Varese Primo Maggio Acli

VARESE – «In questo Primo Maggio 2026, il lavoro si impone come l’urgenza del presente e il fondamento del futuro. In un contesto globale attraversato da crescenti disuguaglianze, crisi ambientali, guerre e derive autoritarie, questa non è solo una questione sociale, ma una necessità imprescindibile del nostro tempo». È il messaggio lanciato dalle Acli provinciali di Varese in occasione della Festa del Lavoro. Una riflessione sul lavoro dignitoso che significa anche interrogarsi «sulla qualità della nostra democrazia, sulla tenuta della coesione sociale e sulle prospettive delle nuove generazioni».

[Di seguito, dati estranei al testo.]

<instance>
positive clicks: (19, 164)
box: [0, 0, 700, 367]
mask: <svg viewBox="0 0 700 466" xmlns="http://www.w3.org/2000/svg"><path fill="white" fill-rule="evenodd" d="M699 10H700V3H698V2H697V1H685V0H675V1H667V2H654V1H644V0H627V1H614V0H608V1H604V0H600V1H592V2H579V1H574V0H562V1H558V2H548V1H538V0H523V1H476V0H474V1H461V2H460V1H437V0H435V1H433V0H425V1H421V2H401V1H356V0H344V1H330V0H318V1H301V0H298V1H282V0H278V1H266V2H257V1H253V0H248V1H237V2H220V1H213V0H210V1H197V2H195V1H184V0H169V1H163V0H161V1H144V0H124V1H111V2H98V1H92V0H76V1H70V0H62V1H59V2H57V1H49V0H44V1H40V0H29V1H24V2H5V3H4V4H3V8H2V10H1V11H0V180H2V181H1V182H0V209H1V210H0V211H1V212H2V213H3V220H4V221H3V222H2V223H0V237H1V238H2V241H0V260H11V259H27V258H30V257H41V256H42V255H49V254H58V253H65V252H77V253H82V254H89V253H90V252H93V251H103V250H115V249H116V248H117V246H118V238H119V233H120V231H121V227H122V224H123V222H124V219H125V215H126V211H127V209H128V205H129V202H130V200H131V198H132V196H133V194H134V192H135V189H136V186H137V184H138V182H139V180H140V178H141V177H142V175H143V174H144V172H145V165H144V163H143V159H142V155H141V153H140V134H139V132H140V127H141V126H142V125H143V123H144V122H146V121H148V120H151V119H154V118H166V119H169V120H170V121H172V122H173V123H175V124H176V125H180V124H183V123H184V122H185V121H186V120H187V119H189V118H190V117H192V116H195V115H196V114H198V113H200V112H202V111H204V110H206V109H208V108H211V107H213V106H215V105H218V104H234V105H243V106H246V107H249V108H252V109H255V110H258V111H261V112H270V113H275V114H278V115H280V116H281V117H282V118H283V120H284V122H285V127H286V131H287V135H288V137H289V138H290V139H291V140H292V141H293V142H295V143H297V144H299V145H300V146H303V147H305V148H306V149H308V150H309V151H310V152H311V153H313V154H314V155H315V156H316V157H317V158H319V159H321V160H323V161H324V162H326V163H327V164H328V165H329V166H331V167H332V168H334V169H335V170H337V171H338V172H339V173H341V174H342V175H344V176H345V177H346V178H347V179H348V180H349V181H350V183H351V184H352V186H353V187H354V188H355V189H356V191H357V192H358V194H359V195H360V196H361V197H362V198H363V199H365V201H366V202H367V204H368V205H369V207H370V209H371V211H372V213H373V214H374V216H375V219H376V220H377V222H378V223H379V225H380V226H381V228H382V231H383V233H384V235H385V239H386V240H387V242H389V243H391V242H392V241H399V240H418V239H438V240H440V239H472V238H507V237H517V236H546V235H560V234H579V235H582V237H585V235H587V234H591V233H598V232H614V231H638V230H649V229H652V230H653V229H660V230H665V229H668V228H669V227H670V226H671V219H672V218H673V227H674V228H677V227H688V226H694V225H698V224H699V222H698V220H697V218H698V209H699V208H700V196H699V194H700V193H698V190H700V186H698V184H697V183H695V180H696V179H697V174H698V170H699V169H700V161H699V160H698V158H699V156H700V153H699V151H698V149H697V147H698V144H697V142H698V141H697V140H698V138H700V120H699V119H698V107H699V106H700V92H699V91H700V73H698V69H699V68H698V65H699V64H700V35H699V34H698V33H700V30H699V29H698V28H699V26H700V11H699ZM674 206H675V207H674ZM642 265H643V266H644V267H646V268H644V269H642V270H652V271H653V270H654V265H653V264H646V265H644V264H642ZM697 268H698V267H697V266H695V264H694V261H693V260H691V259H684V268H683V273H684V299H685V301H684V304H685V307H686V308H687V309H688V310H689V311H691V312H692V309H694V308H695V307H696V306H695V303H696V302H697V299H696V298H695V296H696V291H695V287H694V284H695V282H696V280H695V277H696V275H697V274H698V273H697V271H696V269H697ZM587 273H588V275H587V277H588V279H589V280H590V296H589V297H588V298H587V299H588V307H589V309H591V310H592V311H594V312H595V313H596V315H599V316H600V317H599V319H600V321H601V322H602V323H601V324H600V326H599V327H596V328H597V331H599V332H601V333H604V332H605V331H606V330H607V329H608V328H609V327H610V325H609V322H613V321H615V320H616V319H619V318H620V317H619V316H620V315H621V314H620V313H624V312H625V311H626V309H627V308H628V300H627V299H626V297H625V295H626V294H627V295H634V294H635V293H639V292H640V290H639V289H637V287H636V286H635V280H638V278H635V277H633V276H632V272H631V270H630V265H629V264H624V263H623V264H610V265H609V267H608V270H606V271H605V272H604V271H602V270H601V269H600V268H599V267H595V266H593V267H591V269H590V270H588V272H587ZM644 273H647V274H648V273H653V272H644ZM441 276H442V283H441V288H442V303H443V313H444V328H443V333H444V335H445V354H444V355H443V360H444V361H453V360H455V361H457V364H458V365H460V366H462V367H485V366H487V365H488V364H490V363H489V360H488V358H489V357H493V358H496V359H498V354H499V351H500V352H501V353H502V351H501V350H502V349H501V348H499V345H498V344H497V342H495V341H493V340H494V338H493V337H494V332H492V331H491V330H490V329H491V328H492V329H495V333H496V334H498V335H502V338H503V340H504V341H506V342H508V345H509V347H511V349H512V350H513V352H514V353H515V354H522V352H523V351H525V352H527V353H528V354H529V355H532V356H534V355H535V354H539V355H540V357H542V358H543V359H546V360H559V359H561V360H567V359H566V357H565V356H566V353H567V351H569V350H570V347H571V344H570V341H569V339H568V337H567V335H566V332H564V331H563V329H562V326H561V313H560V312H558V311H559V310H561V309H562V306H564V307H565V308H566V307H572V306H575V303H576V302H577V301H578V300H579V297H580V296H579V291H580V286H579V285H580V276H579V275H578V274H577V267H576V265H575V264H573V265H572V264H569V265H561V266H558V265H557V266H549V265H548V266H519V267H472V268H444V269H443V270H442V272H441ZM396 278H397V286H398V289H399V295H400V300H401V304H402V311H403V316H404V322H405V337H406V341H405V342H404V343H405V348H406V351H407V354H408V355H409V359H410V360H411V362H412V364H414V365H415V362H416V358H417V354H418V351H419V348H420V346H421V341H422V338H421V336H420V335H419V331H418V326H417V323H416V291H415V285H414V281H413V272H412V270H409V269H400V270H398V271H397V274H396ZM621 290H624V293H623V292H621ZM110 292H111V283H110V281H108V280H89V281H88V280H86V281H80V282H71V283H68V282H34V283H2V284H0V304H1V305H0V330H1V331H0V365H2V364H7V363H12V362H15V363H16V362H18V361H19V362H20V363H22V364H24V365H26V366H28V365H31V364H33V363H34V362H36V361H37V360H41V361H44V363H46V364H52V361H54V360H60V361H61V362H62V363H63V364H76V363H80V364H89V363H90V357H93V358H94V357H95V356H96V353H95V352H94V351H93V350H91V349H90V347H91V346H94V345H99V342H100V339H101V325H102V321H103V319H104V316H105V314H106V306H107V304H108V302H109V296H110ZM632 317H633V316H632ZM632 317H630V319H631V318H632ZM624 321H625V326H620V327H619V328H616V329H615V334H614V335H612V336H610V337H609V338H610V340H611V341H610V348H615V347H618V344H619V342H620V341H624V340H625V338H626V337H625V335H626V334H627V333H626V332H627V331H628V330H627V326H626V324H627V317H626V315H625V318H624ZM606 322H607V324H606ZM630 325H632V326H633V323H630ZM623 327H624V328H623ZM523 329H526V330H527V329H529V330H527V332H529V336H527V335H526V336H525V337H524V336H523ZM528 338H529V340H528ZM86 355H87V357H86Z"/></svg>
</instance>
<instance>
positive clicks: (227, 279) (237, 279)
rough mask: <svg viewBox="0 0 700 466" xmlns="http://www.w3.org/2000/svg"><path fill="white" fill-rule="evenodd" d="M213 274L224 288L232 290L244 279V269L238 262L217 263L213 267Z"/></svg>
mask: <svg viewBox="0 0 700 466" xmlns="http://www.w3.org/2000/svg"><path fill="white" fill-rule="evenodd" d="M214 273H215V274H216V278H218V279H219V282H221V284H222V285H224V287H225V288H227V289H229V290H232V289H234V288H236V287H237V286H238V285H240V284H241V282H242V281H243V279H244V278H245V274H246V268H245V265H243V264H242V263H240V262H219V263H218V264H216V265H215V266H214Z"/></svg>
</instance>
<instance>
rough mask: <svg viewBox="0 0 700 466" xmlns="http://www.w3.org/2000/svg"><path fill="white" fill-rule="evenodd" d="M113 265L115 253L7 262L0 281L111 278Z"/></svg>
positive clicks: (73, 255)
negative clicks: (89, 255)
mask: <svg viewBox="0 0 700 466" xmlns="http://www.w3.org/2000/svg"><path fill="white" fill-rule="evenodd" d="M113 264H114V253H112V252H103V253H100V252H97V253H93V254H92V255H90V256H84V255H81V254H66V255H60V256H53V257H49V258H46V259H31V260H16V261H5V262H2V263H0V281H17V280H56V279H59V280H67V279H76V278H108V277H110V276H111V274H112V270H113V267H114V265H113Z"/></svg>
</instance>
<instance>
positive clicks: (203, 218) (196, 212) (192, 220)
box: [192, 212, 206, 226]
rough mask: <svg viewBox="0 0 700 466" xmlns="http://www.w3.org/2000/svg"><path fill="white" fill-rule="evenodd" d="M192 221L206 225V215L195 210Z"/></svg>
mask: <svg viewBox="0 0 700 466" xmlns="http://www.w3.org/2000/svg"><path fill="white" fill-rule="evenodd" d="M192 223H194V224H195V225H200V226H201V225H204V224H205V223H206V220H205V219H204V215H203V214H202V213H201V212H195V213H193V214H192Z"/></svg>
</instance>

Lavoro e giustizia sociale

Per le Acli provinciali, da sempre impegnate su questo fronte, il lavoro è, quindi, «pilastro della giustizia sociale, della democrazia, della cittadinanza e della pace». L’obiettivo è di «promuovere un modello capace di garantire diritti, salari adeguati e stabilità, contrastando precarietà, lavoro povero, lavoro nero e ogni forma di sfruttamento, fenomeni che indeboliscono le tutele sociali e la coesione democratica». Al contrario, il lavoro dignitoso appare come «la condizione che rende possibile la libertà, l’equità, la sicurezza e la piena dignità della persona». Perché «non esiste dignità senza diritti, così come non può esserci crescita economica sostenibile senza giustizia sociale. Difendere il lavoro dignitoso significa anche dotarsi degli strumenti necessari per affrontare le sfide del futuro, per noi e per le nuove generazioni».

Un compito urgente

«C’è un parole – continua il messaggio delle Acli – che oggi più che mai deve tradursi in azione concreta: urgenza. È urgente mettere in campo politiche capaci di garantire lavoro e dignità per tutte le persone. L’obiettivo è chiaro: assicurare il diritto a un lavoro dignitoso per tutti, creando le condizioni affinché tanti giovani, formati e spesso costretti a emigrare, possano tornare a investire nei propri territori».
In occasione del Primo Maggio, le Acli ribadiscono inoltre la proposta del presidente nazionale Emiliano Manfredonia di adottare un apposito “Indice del lavoro dignitoso”, strumento per analizzare e misurare la qualità dell’occupazione, garantire salari adeguati e contrastare la povertà lavorativa. «Siamo convinti – concludono – che attraverso una grande alleanza per il lavoro sarà possibile rafforzare la condizione dei lavoratori, migliorandone non solo il reddito e la competitività, ma anche il pieno riconoscimento del loro valore umano e sociale».